I call it the “Creative Stack” and I honestly don’t remember if I came by the idea listening to a podcast or dreamed it up myself. If it ends up working, you can be sure I will claim the latter, so we will go with that for now.

The Creative Stack consists of five sheets of paper. They bear the following headings:

Tabletop Game Design, for serious efforts toward board and card game design with an eye toward eventual production or publication.

Game Prep, for convention games and other “serious” role-playing Game Mastering circumstances.

Fiction, for prose storytelling.

RPG Game Design, for professional work in the RPG arena, including freelance writing and part time development.

and, of course, Blog, for this thing here.

(There area couple of blank pages in the stack at the moment, too, in case I get a bug for something in particular.)

The way the stack works is simple: Whatever the top sheet is, I work on for some period of time, maybe an hour or two.
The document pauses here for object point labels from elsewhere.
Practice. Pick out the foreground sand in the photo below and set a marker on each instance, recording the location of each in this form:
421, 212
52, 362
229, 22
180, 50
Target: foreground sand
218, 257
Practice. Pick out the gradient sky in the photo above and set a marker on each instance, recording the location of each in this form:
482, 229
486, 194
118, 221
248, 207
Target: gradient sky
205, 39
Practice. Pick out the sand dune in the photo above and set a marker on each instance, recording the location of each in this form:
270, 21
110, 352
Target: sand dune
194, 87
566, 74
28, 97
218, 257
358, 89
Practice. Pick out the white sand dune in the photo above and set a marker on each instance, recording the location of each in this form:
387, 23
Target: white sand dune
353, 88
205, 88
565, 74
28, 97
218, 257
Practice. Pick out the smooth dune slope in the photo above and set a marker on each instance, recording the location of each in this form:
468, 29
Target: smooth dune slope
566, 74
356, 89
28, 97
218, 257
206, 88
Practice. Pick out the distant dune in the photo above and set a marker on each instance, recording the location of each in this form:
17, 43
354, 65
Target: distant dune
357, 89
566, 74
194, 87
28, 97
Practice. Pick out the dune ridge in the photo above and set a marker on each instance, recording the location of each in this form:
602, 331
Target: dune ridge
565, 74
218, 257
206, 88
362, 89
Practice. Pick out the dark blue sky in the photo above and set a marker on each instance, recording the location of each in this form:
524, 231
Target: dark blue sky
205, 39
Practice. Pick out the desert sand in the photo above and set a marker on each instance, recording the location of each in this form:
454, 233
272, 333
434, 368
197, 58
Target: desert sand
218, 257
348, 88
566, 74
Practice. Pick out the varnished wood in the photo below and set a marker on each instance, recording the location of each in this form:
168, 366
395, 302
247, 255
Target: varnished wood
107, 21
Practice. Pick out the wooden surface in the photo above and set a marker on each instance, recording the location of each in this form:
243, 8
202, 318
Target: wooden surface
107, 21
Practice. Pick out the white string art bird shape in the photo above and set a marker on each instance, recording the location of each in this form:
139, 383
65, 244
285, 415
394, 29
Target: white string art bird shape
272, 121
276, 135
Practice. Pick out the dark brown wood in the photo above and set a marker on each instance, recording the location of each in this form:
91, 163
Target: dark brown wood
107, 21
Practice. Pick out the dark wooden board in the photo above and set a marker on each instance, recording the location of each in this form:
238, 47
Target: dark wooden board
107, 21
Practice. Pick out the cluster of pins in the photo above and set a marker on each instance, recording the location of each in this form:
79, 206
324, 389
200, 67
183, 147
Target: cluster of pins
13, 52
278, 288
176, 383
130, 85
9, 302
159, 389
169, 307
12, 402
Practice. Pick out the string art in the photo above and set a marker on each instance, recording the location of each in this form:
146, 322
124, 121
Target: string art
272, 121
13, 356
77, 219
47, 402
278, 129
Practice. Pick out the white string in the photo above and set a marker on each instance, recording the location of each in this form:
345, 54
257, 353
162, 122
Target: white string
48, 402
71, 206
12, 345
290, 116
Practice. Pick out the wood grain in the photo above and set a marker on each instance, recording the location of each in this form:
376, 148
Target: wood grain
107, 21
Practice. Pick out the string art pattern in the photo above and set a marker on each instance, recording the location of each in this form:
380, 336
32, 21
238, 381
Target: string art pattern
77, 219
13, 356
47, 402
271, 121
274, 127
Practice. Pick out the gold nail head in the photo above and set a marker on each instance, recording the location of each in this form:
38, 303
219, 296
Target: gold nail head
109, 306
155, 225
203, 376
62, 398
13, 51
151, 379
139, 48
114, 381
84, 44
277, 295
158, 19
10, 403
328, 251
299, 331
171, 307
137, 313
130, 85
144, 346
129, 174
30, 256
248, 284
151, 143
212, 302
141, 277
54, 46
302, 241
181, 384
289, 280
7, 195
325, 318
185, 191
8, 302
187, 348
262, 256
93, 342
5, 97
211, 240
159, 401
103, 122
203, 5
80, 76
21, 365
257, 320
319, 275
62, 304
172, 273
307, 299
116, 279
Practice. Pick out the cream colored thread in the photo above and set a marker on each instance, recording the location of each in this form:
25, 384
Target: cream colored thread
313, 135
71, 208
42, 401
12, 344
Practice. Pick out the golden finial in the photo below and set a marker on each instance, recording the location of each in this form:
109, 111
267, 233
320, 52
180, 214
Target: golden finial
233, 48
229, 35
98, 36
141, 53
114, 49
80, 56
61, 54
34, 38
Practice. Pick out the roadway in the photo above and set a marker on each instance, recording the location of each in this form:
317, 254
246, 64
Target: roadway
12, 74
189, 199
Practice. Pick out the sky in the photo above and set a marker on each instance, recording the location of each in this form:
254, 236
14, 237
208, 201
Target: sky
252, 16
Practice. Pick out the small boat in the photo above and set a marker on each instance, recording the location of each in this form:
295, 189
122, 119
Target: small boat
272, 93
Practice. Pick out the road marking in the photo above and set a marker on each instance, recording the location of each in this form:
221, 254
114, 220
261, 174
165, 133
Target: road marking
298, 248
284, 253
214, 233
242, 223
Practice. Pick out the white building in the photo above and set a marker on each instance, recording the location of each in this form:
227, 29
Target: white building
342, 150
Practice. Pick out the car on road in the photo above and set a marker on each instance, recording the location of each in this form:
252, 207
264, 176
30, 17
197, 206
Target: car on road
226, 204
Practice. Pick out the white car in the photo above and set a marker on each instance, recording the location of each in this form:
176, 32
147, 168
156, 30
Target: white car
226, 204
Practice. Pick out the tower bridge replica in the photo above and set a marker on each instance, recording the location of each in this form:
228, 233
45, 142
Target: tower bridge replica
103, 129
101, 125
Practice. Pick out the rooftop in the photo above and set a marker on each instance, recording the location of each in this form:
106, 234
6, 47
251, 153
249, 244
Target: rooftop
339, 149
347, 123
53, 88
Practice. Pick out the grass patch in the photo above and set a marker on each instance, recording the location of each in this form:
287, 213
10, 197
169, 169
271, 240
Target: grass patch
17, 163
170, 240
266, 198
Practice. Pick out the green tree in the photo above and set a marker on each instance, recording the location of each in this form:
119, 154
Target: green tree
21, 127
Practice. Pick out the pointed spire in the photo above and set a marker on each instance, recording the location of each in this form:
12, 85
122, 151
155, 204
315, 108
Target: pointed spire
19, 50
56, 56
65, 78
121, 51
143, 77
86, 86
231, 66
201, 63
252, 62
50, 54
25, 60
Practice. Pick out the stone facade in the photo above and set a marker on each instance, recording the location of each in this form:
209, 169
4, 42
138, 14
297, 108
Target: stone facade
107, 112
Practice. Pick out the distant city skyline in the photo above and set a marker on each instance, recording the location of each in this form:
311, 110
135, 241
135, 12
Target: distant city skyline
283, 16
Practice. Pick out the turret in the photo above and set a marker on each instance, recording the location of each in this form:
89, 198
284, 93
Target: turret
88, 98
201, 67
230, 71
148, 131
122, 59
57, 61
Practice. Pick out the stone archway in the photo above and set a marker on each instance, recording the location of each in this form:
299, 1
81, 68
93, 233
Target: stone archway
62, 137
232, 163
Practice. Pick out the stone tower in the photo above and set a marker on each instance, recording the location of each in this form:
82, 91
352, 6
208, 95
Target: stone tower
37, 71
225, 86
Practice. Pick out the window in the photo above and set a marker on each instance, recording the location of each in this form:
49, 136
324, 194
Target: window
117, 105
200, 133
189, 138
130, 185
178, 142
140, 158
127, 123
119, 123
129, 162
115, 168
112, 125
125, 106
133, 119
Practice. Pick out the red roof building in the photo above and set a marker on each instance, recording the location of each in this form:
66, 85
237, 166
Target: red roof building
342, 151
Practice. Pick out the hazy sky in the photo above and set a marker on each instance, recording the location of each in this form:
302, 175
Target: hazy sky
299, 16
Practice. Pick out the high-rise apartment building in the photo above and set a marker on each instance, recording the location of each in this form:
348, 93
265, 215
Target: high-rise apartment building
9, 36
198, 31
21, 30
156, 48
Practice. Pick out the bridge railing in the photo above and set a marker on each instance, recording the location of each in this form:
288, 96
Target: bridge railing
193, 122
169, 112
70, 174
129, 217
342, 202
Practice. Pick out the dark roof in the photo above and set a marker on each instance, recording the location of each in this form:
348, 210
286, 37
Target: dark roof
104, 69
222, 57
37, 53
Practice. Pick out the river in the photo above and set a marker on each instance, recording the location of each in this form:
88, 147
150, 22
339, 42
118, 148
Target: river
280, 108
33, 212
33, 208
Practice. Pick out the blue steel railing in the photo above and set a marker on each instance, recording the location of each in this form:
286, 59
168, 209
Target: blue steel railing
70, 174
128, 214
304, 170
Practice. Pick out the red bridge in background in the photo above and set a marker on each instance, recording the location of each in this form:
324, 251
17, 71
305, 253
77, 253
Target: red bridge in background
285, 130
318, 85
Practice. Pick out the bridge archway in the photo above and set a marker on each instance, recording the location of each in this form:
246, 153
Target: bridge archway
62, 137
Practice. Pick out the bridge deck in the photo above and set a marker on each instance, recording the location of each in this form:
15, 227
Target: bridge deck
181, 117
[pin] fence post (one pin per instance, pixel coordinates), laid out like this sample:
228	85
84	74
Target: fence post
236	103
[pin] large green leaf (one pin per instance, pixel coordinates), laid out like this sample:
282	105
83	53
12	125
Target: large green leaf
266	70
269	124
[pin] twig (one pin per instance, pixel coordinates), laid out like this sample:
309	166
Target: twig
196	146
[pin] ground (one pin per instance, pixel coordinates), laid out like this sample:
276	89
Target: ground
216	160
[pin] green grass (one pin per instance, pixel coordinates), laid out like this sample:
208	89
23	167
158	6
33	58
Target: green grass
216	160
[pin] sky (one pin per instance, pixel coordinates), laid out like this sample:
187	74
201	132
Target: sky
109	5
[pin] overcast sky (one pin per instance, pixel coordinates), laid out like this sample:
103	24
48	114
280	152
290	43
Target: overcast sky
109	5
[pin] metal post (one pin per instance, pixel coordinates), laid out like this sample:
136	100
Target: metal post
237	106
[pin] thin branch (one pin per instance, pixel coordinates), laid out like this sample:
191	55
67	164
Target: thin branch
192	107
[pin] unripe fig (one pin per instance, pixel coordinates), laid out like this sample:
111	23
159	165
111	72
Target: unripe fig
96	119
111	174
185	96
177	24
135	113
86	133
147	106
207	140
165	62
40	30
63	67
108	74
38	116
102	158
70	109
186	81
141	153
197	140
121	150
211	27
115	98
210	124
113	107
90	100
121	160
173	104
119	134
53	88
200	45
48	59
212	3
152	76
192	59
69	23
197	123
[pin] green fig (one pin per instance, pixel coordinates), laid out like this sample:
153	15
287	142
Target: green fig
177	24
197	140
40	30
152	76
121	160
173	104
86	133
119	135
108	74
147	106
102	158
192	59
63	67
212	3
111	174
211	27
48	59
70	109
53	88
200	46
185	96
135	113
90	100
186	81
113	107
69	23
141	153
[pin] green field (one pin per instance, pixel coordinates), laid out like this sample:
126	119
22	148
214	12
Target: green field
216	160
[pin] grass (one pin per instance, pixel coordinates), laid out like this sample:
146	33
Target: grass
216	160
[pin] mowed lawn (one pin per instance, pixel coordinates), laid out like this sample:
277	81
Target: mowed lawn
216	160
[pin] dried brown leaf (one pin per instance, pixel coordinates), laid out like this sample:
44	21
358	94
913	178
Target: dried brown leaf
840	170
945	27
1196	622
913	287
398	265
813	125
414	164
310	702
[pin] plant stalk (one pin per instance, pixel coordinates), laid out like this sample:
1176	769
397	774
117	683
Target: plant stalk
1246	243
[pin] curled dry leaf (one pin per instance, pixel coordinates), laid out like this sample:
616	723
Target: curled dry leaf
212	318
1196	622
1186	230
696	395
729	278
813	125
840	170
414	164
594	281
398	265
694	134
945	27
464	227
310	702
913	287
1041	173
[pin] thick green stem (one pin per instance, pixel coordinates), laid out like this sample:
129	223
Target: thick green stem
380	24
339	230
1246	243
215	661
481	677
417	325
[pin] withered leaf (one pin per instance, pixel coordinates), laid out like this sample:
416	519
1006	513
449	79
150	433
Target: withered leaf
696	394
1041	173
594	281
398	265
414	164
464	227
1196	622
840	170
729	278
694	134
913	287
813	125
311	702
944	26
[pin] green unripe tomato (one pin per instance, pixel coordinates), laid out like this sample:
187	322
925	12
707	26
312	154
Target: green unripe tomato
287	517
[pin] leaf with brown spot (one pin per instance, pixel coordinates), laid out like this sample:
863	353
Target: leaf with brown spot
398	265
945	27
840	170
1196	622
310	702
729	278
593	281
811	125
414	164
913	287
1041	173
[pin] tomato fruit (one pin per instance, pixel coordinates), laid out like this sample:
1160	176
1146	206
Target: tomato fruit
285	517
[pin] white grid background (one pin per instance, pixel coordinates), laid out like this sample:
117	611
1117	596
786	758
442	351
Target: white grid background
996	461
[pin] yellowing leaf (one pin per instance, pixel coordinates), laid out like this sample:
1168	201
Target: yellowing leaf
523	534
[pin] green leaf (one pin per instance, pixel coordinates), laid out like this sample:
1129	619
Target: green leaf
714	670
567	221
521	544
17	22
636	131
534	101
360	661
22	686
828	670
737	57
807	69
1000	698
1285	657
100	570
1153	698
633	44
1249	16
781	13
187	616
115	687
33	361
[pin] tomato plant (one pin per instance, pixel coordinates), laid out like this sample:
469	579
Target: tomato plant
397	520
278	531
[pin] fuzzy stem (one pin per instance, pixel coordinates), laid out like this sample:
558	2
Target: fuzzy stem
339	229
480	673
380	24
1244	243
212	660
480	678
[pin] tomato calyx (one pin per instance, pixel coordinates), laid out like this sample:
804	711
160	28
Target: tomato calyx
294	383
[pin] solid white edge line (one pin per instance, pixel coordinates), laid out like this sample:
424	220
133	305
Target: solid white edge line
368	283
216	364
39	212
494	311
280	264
When I finish for that day, I write down what I did and when I did it, and then move that paper to the bottom of the stack. The next day (presuming I don’t procrastinate) I work on whatever is next in the stack, even if that isn’t necessarily the thing I would want to be working on at that moment. I don’t get to move on until I have put work into whatever is on the top of the stack.

The system is intended to both keep me working on something creative daily, and help me avoid both burnout on one project and also avoid randomly dropping a project out of disinterest or a simple failure to get back to it. In the best case scenario by the end of the summer I have reams of completed projects, and a creative stack that has turned over a few times. In reality, I will be happy if I manage to complete a single project within each category.

At the very least, it should mean that every 5-days-ish, you should see a new blog entry from me. If you like that sort of thing, I mean.